Paying up for battery storage
This brings us back to the problem of intermittency, and the value of batteries. Given the intermittency of wind and solar generation, there will be periods of low supply of REGOs as well as the underlying clean power. Currently, it is only the power markets that respond to low supply by pushing prices up. However, companies seeking 24/7 clean power could be expected to bid up the prices of hourly REGOs issued in periods of low supply.
This could create opportunities for grid-scale batteries to charge during periods of low power demand and high renewable energy availability (during windy nights or at weekends, for example), and sell both power and hourly REGOs at a substantial premium in periods of low clean energy generation on the grid.

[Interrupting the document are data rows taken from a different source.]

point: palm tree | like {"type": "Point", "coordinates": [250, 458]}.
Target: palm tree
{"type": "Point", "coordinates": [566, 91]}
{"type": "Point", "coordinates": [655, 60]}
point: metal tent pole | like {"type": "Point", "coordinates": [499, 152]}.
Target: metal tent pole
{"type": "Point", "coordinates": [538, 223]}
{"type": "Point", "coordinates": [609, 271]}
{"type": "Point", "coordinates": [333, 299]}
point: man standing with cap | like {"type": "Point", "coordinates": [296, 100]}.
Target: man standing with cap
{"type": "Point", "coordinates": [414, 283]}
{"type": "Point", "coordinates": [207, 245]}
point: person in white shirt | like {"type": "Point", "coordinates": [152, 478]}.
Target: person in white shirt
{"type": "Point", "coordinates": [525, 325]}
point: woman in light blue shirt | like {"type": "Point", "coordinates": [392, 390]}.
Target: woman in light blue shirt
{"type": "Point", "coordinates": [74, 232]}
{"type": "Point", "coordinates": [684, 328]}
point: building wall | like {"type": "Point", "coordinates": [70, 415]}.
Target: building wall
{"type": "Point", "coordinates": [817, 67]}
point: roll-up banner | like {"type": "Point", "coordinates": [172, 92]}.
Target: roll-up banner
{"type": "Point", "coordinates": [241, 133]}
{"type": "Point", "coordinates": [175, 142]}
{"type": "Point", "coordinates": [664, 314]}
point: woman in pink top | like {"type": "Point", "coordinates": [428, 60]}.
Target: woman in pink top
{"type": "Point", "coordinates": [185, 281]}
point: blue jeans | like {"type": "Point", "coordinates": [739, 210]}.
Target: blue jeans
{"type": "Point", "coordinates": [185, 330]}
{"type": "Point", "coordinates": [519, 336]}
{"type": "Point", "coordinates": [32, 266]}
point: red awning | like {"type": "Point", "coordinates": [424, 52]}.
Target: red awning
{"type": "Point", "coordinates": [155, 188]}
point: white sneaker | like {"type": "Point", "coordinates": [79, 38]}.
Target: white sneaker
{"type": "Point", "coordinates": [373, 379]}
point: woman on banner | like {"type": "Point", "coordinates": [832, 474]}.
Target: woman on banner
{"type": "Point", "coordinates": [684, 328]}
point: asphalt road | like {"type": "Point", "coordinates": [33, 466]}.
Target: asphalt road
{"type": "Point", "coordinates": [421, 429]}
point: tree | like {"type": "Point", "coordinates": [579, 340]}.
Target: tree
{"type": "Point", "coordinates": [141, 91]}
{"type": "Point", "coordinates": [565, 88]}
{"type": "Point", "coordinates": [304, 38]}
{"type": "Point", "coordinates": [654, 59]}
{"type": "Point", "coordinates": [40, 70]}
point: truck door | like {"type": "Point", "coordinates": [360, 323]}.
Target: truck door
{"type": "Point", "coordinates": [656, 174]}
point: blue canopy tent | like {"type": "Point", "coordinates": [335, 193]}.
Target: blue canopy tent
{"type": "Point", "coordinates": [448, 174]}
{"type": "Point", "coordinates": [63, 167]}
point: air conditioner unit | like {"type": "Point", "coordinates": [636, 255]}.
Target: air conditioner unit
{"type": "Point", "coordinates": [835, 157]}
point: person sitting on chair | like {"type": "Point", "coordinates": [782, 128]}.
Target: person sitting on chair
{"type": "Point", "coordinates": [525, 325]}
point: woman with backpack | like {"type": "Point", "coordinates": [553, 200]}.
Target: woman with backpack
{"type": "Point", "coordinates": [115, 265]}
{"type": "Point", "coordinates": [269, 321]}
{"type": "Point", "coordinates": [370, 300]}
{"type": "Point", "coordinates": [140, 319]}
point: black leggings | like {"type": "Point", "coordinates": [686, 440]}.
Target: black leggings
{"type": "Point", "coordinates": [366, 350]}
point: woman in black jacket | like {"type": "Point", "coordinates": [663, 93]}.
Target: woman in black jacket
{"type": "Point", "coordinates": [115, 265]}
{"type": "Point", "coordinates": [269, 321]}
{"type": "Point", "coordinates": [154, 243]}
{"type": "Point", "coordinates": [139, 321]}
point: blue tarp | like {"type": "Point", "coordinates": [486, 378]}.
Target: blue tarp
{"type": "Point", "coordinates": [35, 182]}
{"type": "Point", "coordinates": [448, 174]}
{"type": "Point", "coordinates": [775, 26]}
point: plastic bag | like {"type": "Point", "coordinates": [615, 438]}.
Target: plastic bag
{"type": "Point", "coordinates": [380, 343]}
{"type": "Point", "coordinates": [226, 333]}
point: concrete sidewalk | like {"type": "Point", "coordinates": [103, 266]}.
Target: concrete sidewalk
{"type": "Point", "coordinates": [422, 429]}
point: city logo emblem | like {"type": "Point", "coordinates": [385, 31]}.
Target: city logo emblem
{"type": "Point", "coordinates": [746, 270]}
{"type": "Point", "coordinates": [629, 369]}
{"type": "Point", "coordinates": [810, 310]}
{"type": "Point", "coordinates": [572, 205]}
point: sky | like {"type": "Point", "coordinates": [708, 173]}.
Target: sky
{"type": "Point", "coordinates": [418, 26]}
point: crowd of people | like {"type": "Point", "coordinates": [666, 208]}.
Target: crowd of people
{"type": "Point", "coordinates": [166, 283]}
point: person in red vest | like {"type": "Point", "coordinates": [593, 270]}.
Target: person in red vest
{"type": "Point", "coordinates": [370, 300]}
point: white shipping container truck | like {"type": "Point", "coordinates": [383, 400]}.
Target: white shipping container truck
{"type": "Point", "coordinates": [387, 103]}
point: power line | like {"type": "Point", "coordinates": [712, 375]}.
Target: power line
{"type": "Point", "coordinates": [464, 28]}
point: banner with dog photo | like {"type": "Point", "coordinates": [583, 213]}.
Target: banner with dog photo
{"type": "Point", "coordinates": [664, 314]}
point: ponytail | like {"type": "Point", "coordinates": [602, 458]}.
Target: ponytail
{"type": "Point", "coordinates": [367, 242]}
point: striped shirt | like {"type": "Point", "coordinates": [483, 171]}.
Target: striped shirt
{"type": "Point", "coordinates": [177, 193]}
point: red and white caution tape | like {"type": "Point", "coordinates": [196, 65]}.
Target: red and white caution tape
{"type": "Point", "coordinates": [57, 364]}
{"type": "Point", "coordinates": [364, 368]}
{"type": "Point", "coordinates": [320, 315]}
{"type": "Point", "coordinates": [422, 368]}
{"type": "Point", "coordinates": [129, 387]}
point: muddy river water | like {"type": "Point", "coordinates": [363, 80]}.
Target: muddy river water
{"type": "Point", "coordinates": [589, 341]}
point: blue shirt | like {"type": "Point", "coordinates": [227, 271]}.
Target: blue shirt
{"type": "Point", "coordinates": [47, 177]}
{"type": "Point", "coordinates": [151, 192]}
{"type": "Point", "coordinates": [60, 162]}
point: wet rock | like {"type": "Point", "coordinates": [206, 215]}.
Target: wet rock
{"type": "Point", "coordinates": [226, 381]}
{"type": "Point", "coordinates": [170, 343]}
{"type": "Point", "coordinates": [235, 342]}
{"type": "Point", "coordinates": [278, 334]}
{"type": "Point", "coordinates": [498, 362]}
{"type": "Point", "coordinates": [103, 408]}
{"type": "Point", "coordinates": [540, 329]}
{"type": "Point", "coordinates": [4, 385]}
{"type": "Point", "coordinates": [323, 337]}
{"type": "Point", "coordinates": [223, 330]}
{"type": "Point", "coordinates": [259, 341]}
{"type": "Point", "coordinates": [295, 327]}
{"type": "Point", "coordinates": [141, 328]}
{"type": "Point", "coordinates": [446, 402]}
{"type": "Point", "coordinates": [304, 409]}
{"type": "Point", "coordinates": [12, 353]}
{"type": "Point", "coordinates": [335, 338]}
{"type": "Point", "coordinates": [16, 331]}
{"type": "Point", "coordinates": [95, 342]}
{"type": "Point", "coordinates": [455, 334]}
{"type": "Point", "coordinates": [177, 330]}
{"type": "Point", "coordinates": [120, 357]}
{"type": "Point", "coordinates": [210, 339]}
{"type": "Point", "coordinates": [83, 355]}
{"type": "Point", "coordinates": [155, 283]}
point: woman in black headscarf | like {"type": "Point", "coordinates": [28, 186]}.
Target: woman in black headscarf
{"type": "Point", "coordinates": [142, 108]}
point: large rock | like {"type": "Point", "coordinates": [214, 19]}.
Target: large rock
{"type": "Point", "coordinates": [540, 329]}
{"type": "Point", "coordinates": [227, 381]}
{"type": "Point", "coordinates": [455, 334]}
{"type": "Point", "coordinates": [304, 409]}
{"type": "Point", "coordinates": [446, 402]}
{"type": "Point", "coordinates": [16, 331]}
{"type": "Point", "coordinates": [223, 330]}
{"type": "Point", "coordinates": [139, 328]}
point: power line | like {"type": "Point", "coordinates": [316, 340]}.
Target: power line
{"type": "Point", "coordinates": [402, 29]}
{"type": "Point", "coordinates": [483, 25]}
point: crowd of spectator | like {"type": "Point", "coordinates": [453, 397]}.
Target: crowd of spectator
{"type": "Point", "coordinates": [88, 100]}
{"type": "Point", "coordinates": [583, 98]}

The challenge is that, in current green certificate systems, batteries are not considered to be green sources of power – even if they have charged from green sources.
Batteries store physical electrical energy, while REGOs are electronic certificates that represent the renewable attributes of generated electricity. Batteries are designed to balance supply and demand of electricity, while REGOs track and verify the renewable origin of electricity. So while batteries play a crucial role in enabling greater integration of renewable energy into the grid, they do not directly store or interact with REGOs, which remain separate electronic certificates tracking the renewable attributes of generated electricity.
The integration of REGOs and electricity storage creates a complex plexus of regulatory compliance and technological innovation in the renewable energy market and risks overlooking a major source of demand – and revenue – for battery storage systems. As we have discussed previously, sourcing clean power to meet the last 5% of a corporate buyer’s 24/7 commitment can be prohibitively expensive. But if batteries could be incentivised to provide that power, and earn a REGO as they did so, we could reasonably expect battery roll-out to be considerably accelerated.
Regulators must act
Regulators, in the UK and elsewhere, need to act. Mechanisms need to be put in place to track how batteries are charged – specifically, whether the power they are using qualifies as clean – and for those batteries to be able to generate REGOs, when they qualify. Demand, among corporate buyers and their customers, is building for 24/7 clean electricity. An urgent need exists for energy storage to enable it. REGO eligibility promises to spur investment in the batteries that can solve the problem.